OTTAWA – Quebec Liberal MP and chair of the House of Commons Justice Committee Anthony Housefather has apologized for floating the idea that Jody-Wilson Raybould may have been shuffled out of her job as justice minister because her French language skills are lacking.

"There's millions of reasons that people can be shuffled from one position to another, including the fact, for example, that there's a lot of legal issues coming up in Quebec and the prime minister may well have decided he needed a Justice Minister that could speak French," Housefather said during a Quebec radio interview on Thursday. He cited the “charter of values” being proposed in Quebec as one example of why Trudeau might want a justice minister who can communicate with Quebecers.

This new line of speculation came amid questions over whether Prime Minister Justin Trudeau moved Wilson-Raybould into veterans affairs after she refused to bow to alleged pressure to ask federal prosecutors to make a deal in the corruption and fraud case against engineering giant SNC-Lavalin.

That has been a connection opposition MPs have drawn following reporting from The Globe and Mail that alleged that the Prime Minister's Office leaned on Wilson-Raybould -- who was the attorney general at the time -- to have federal prosecutors pursue a remediation agreement rather than criminal prosecution, which she did not do. CTV News has not independently verified the story.

"I want to apologize… I never should have tried to speculate about something like this. I have no direct knowledge," Housefather tweeted Thursday night.

Prior to his apology, when asked about his comments Housefather told CTV News that he was just speculating based on his own personal view as a Quebec MP.

Though her French proficiency wasn’t a one-off suggestion, he repeated his theory again in an interview on an Ottawa radio station.

"There's going to be extensive need in Quebec for somebody who has the Justice file to speak to Quebecers in French and she doesn't speak French and so there may be other reasons, very different reasons from the ones that the Conservatives and the NDP are trying to frame, why she may have been shuffled in Cabinet," Housefather said.

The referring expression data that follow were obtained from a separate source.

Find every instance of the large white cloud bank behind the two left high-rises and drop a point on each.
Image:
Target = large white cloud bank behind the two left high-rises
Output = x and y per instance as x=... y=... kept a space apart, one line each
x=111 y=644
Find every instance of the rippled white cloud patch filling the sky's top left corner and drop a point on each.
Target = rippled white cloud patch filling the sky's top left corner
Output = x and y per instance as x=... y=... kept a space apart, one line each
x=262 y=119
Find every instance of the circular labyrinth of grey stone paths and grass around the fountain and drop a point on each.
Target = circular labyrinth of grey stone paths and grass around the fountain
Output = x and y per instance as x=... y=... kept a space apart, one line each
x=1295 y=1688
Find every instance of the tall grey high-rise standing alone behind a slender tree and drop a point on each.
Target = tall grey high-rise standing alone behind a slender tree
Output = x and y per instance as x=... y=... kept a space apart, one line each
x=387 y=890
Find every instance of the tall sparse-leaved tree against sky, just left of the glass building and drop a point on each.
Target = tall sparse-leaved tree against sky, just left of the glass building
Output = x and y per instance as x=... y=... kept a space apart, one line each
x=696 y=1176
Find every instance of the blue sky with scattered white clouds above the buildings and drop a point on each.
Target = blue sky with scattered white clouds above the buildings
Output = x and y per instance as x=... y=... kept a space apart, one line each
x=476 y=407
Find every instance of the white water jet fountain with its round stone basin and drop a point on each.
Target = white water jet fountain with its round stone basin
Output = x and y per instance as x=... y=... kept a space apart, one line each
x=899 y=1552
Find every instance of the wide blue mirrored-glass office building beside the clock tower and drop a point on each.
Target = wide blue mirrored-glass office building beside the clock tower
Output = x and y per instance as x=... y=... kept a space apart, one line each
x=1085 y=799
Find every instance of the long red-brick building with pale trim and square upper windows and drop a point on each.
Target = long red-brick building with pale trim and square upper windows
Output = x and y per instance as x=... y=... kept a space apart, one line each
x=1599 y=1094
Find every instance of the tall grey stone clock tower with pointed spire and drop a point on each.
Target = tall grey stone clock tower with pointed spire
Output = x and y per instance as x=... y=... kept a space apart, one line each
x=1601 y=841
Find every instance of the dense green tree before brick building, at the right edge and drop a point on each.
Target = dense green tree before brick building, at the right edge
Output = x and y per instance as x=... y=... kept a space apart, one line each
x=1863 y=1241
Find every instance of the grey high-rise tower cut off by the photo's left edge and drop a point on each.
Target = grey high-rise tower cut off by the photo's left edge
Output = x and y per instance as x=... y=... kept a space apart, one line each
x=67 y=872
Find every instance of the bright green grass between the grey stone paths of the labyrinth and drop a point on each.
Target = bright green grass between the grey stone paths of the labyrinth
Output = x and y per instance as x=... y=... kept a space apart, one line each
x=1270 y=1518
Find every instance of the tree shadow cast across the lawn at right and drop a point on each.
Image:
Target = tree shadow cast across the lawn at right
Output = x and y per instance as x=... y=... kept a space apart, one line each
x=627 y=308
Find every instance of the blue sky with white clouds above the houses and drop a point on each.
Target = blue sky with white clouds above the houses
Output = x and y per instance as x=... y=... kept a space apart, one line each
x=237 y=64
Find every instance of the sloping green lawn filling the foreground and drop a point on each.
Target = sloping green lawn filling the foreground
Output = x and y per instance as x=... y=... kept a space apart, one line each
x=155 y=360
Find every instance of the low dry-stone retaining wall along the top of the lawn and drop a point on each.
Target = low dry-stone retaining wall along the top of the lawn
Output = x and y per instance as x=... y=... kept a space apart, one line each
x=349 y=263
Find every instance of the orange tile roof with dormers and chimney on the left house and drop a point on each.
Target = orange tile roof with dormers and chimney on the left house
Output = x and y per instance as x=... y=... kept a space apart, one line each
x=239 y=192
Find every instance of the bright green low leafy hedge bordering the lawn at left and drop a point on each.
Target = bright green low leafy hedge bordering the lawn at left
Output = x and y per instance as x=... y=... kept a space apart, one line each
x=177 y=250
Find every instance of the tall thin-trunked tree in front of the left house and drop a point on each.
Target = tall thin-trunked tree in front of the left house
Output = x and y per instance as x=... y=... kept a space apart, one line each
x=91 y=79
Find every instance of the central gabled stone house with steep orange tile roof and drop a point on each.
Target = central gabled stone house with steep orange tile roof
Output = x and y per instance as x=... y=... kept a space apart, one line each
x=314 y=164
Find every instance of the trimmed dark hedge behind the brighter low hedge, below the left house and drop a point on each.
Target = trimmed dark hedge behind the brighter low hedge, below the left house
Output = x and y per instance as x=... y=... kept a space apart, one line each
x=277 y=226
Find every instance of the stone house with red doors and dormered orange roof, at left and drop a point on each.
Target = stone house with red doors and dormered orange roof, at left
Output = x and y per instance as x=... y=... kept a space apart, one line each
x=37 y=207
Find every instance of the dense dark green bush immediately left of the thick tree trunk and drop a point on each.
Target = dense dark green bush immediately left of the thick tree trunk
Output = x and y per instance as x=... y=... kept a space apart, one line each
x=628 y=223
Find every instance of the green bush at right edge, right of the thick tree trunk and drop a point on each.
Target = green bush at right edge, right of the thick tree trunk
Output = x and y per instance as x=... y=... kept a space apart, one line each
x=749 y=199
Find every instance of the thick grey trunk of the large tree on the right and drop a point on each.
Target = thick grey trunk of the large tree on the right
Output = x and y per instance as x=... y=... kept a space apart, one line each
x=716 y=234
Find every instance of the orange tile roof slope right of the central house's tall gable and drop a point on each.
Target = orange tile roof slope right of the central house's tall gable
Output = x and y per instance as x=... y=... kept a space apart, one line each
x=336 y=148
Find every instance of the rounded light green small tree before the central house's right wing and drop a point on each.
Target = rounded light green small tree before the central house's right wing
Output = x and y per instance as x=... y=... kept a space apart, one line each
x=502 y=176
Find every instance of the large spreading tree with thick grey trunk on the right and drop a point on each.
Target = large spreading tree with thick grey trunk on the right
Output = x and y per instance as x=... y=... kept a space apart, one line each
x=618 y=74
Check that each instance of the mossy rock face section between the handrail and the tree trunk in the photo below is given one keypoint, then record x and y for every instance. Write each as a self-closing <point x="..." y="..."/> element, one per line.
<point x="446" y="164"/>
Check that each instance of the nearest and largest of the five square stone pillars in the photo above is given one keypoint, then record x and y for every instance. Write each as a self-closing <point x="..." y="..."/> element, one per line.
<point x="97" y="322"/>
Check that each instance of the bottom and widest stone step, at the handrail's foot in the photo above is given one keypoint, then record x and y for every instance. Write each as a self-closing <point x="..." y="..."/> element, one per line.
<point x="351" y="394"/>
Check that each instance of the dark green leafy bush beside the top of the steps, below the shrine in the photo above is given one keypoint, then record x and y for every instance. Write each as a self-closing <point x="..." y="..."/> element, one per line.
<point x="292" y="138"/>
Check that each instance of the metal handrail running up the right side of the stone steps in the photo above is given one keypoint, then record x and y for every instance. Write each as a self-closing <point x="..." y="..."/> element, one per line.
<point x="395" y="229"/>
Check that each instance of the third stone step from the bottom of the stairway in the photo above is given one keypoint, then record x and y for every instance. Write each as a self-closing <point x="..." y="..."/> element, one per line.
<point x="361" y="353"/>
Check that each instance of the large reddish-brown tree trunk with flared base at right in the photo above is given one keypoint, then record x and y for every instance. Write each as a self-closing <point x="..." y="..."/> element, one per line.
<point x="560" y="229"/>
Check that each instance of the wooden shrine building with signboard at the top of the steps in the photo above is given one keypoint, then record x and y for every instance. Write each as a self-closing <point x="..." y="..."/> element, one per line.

He went on to say while it’s easy to speculate, you'd have to ask Trudeau or Wilson-Raybould for the real reason behind what many saw as a demotion. During the French radio interview, Housefather said it was clear she was unhappy about the shuffle. She has since tendered her resignation from Trudeau’s cabinet.

"The Liberals appointed her to that position in November 2015, she didn’t speak French then, she doesn't speak French now based on what I know, so things haven't changed and I think this is a pretty weak excuse or rationale for what happened in January," said McGill political science professor Daniel Beland on CTV's Power Play.

Housefather's comments also came the day after the committee he chairs shut down the opposition's efforts to ask for Wilson-Raybould to testify as part of its coming probe of the SNC-Lavalin affair. Instead they’ve agreed to a limited witness list for now, and broadly the topics at the heart of the story.

During Wednesday's committee meeting opposition MPs questioned Housefather’s independence as the chair over other comments he’s made recently, including that he believes the prime minister in this matter.

On Thursday he said that the committee is inherently partisan and cited that as a reason why the parliamentary avenue was not the best for a full investigation.

"Our committee being a partisan committee is not an independent venue to do a proper analysis. We’ll do our best but you’re going to see a lot of back and forth that you wouldn’t see if it was actually a court or an independent person doing an investigation," Housefather said during the Quebec radio chat.

NDP MP Nathan Cullen equated his remarks to what has been seen to be "smear campaign" against Wilson-Raybould from unnamed Liberals over the last week who claim she was "difficult to get along with."

"Stop it and let her and other key witnesses testify at committee," Cullen tweeted.

His comments were made while members of Trudeau's cabinet sought to stick to the same message coming from Trudeau's office on the entire affair.

"I was sad with the news, certainly very disappointed," said Environment Minister Catherine McKenna. "I think the Prime Minister has been clear and I think what is also really important is that we continue moving forward," she said on CTV News Channel.

"I think it's important that we respect Jody Wilson-Raybould’s decision… my view is that she’s going to be someone who can continue to add value," Finance Minister Bill Morneau said on Thursday at an event where he was joined by Labour Minister Patty Hajdu.

Hajdu called Wilson-Raybould a "valuable team member," and she looks forward to seeing her next week in the House.

Crisis communications expert Jennifer Stewart criticized the government’s approach to messaging on this case.

"Not having a united front and having different pieces of information dribbled out into the media by party members is not well informed," she told CTV News.